Software as a Service (SaaS) is a model of software delivery where a company adopts specific activities that provide customers access to software alleviating that customer from the maintenance and daily technical operation and support of business and/or consumer software. SaaS is a model of software delivery rather than a market segment; software can be delivered using this method to any market segment including home consumers, small business, medium and large business.

Key characteristics of software delivered by SaaS

The key characteristics of SaaS software, according to analyst IDC include:

  • Network-based access to, and management of, commercially available (e.g., not custom) software
  • Activities that are managed from central locations rather than at each customer's site, enabling customers to access applications remotely via the Web
  • Application delivery that typically is closer to a one-to-many model (single instance, multi-tenant architecture) than to a one-to-one model, including architecture, pricing, partnering, and management characteristics

Types of SaaS Providers

There are two types of SaaS providers. The first has often been referred to as an Application service provider (ASP) where a customer purchases and brings to a hosting company a copy of software, or the hosting company offers widely available software for use by customers, such as hosting Microsoft Office and making that available across the web to customer who pay a fee per month for access to the software. The second type of SaaS provider offer what is often called software on-demand, where a company offers to customers software specifically built for one-to-many hosting. This means that one copy of the software is installed for use by many companies who access the software across the web.

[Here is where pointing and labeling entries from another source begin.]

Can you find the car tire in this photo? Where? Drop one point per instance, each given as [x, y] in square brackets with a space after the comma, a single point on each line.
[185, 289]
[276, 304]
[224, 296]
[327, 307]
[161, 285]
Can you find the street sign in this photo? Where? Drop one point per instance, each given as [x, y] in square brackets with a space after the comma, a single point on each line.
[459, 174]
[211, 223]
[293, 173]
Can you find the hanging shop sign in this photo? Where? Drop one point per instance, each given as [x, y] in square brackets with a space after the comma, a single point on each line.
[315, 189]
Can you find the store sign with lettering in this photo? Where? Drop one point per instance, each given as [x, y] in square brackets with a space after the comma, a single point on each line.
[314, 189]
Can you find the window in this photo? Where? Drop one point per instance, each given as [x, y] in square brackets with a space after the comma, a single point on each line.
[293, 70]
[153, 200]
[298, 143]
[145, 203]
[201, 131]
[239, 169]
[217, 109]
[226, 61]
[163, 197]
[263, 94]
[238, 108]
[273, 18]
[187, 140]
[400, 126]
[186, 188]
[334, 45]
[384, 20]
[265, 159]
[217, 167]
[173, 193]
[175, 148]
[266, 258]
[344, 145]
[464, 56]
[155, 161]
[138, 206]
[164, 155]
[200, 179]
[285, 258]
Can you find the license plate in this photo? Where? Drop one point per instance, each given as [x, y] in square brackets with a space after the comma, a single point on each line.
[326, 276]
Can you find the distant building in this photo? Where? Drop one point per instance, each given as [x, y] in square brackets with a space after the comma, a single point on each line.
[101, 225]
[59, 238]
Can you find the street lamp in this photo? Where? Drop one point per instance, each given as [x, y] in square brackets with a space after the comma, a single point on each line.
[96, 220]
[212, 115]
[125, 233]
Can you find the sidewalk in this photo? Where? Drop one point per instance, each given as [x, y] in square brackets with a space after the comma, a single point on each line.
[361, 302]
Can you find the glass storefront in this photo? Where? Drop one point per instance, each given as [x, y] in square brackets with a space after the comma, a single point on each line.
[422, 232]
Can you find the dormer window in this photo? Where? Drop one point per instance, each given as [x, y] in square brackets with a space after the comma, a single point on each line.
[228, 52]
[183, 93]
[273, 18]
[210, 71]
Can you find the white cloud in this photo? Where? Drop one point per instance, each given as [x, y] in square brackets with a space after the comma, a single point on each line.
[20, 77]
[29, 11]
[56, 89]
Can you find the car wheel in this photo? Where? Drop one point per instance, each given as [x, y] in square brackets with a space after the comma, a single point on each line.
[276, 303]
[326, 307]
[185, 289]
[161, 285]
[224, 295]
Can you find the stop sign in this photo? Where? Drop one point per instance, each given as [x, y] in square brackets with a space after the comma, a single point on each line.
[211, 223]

In the first of these types of providers, a licensing fee and a monthly fee are quite separate being paid to the maker of the software and the hoster of the software as appropriate. The second type of hosting is where there is no division between licensing and hosting fees, and where there is little to no customization of software for each customer.

ASP versus SaaS

The reason for moving away from the term ASP or Application service provider is that this was the term used in the 1990s for a group of companies offering software across the Internet. These companies floundered at the time as markets were not sure of the security of business and personal data being transported across the Internet and second that the mindset of the time was that the web was too slow for running applications. There are still many in the IT industry who see SaaS simply as a re-branding of the term ASP, which they see as a discredited concept.